RHOI strives to conserve orangutans and restore their habitat in the effort to help combat the serious threat of global warming and climate change to reach the ultimate goal of achieving a harmonious future for all living beings and their environment.

The establishment of RHOI was made possible by a government scheme, called the Permits for Forest Use (PBPH­). This is a licence to manage production forests with important ecosystems and biodiversity, through maintenance, protection and restoration of forest ecosystems, including planting, enrichment, flora and fauna release programs to restore biological elements (soil, climate, and topography) in an area, so that a balanced ecosystem can be achieved.

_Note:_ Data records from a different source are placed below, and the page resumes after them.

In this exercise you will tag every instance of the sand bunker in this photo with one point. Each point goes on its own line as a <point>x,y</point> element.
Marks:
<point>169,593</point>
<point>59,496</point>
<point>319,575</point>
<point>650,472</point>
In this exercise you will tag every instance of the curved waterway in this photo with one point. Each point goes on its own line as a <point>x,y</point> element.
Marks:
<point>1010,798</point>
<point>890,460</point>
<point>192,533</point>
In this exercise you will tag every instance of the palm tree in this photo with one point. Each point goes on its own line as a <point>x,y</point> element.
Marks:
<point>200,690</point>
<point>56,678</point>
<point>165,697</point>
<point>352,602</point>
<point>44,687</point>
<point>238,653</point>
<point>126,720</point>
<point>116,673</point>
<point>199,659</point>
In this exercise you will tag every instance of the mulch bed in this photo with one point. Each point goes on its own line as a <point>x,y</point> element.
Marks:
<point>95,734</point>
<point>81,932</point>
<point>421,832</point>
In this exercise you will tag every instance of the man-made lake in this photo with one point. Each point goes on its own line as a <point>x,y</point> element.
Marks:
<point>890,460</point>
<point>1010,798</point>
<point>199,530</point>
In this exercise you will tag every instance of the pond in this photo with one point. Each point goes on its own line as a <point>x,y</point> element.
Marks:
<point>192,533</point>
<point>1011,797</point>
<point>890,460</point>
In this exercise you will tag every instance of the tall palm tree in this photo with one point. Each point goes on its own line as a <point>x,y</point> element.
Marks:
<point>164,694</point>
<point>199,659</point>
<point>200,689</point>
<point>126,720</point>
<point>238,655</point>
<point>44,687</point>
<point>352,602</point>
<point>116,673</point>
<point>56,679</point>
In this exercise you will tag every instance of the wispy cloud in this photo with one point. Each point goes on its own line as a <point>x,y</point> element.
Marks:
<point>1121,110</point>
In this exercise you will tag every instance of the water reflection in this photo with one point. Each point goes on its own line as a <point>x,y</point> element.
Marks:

As you can see on the PBPH Legal Sequences Chart, obtaining a PBPH licence is a lengthy process, consisting of several stages. Upon successful completion of certain stages, there are also financial obligations in accordance with prevailing laws and regulations. Even though a licence may be granted for many decades, the Ministry of Forestry will evaluate it every 5 years to decide whether the licence will be continued. It is a complicated process, but one that is worth taking.

That’s how we got here:

  1. Set up and submit the application for the intended area to the Ministry of Forestry.
  2. Letter describing the intended area is signed by the Minister of Forestry.
  3. Technical proposal.
  4. Technical proposal presentation by RHOI.
  5. Request letter (SP1) from the Minister of Forestry to RHOI in order to prepare UKL and UPL documents.
  6. Submit the UPL & UKL documents to the Minister of Forestry via Director General.
  7. Submit the Working Area (WA) from the Head of Forestry Planning Agency to the Ministry of Forestry.
  8. Request letter (SP2) from the Ministry of Forestry to RHOI to fulfil the PBPH fee payment.
  9. PBPH Letter of decision from the Minister of Forestry to RHOI.